Useful operational checks:

```bash
git -C /home/david/random status --short
curl -I -s http://127.0.0.1:8888/
curl -s http://127.0.0.1:8895/api/chat/health
curl -s http://127.0.0.1:8896/api/dashboard/status | jq '.access,.camera'
curl -s http://127.0.0.1:8897/api/dashboard-access/status | jq
curl -s http://127.0.0.1:8892/health | jq
curl -s 'http://127.0.0.1:8890/messages?channel=public-logbook&limit=3'
systemctl --user --type=service --state=running | rg -i 'caddy|sol-chat|dashboard|knowledge|logbook|site|video|audio|sol37'
systemctl --user list-timers --all | rg 'site-metrics|synthetic'
loginctl show-user david -p Linger
ss -ltnp | rg '(:8888|:8890|:8892|:8893|:8895|:8896|:8897|:18080)'
python3 /home/david/random/bin/check_sol_chat_asset_versioning.py
```

Useful direct route checks:

```bash
curl -s http://127.0.0.1:8895/api/chat/health
curl -sD - -o /tmp/test.mp3 'http://127.0.0.1:8895/api/chat/speak?text=hello&session=test'
file /tmp/test.mp3
curl -I -s http://127.0.0.1:8888/chat
curl -I -s http://127.0.0.1:8888/dashboard
curl -I -s 'http://127.0.0.1:8888/gui?i=posts/the_place_without_where.html'
```

## Operational Risks

The site works well when treated as a hybrid system.
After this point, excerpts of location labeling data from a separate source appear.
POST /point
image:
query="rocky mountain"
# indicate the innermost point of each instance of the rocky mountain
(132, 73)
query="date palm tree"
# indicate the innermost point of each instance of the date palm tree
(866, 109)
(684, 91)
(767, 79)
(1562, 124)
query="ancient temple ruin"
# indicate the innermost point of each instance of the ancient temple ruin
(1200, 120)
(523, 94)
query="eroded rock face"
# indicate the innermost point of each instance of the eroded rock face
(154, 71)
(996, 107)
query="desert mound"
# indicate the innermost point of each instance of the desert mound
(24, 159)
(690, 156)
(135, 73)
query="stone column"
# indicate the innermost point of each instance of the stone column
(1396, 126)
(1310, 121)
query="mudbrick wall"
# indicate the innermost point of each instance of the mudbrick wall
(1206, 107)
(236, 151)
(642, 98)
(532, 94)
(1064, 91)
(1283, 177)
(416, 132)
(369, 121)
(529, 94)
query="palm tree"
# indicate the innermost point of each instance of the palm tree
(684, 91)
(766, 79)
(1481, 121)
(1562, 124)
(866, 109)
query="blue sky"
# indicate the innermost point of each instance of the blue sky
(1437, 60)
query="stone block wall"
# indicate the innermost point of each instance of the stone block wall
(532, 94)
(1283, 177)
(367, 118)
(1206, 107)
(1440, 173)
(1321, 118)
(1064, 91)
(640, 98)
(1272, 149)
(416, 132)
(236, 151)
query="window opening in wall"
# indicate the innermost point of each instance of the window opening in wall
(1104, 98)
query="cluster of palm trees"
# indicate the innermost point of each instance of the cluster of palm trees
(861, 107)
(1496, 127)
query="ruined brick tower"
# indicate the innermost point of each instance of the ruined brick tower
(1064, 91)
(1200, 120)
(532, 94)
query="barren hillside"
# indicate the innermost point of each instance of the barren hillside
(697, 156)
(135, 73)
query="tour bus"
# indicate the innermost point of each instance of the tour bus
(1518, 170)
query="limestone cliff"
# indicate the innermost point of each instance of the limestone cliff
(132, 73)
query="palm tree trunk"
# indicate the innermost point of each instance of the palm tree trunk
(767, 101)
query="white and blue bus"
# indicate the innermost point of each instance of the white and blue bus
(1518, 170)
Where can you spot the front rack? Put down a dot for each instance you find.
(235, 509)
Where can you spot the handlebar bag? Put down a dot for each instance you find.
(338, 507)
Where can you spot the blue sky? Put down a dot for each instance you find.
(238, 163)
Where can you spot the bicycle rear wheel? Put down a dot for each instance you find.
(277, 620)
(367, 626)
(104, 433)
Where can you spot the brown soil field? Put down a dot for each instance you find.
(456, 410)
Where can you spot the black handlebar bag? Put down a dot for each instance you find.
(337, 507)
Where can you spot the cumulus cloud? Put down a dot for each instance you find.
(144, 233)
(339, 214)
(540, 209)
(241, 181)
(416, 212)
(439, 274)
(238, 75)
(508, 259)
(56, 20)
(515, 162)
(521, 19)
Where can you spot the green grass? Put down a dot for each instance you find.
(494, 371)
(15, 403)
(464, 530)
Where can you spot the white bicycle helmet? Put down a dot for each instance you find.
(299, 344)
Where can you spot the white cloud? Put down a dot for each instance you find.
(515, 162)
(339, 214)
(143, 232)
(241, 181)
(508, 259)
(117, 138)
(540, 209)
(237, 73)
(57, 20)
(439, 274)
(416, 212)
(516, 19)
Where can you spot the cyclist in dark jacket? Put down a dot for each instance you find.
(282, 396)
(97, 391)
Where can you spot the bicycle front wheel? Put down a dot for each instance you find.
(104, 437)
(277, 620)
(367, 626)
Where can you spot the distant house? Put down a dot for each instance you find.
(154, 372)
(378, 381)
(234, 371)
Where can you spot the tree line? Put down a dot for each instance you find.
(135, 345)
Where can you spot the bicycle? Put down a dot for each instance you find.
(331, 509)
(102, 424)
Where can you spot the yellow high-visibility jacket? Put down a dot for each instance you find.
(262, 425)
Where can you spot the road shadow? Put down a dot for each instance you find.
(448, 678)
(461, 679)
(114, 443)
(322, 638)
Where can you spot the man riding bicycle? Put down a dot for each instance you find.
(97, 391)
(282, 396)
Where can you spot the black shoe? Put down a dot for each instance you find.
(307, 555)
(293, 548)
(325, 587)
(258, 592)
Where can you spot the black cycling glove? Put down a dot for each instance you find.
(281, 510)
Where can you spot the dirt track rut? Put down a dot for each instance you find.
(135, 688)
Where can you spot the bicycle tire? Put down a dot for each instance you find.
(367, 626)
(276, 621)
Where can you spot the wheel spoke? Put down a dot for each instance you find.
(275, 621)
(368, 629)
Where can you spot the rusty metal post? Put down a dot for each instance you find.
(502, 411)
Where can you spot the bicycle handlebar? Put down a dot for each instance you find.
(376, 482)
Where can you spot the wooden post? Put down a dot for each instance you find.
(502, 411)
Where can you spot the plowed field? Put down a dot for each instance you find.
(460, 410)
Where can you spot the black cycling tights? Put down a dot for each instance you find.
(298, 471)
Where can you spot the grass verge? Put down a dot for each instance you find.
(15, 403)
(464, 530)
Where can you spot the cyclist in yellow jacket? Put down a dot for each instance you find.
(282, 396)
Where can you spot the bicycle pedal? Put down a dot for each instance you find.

It becomes fragile when described as “just static files.”

Important risks:

- `index.html` remains large and central
- runtime truth is split across git, local files, and long-running services
- media playback is still the least trustworthy subsystem because large assets and tunnel/range behavior amplify each other
- `/chat` freshness depends on keeping `no-store` semantics and versioned assets intact
- speech latency depends on both model/retrieval speed and the external TTS provider path

## Documentation Set

The current documentation set is:

- `/home/david/random/README.md`
  repo root orientation
- `/home/david/random/www/README.md`
  canonical operator-focused site/server write-up
- `/home/david/random/www/site-server.html`
  browser-readable system manual
- `/home/david/random/docs/sol37-site-audit.md`
  committed audit summary of the live stack

If these drift apart, treat `www/README.md` as the canonical in-repo reference and update the browser manual plus audit note to match it.